My identity

I have always felt embarrassed to identify myself as a Christian. It is really the only area of identification that I have felt uneasy about. I can easily say that I am vegetarian, a computer geek, that I enjoy swing dancing, even sharing my political persuasion with ease. Yet when it has come down to talking about my past church life, and the beliefs associated with my faith, I have become uneasy and clammed up. Why would this be so?

I assume that it both marginalised me and put tremendous pressure on the need for evangelical outreach. Certainly, I have some significant emotional problems that I am currently working through. However, looking through our accounts of Christianity in world history, it appears that it is right and true to have an identity crisis. I guess it’s easy to simply overlook the crusades and witch hunts as human error, but the extent of injustice and human rights abuse goes even further.

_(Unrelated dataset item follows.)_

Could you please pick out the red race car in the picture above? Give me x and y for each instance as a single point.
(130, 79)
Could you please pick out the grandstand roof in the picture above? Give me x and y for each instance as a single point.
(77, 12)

I’ll be posting more from Bringing God Back to Earth, but in the meantime I’m not sure I want to call myself a Christian any longer. Follower of Christ, absolutely. Adherent of the Christian religion, I think I’m done.

3 responses to “My identity

  • Rob

    Yeah, well, you could form a club. I hear this a lot from people fed up with the ‘vegas lightshow’ version of Christianity that seems to have taken over. *shrug* Good luck.

  • Gary

    Hi rob, nice to see a random comment out of the blue. I guess I could call the club ‘Hellbound’, and promote it as the haven for ex-Christians, backsliders, and church rejects. We could all wallow in just how much we hate the church, sharing our sad, sad stories.

    Seriously, I’m keen to connect with others with similar experience. It is a difficult journey, particularly when you’ve believed a certain way for a long time.

  • Rob

    Well, I’m a long-time non-believer so I don’t qualify but perhaps an ad in the local church bulletin… well, on second thought… perhaps not.

    And as far as Hellbound goes… well, that all depends on your definition I guess. Some say we’re already in hell. But then those people are typically too depressing to hang out with.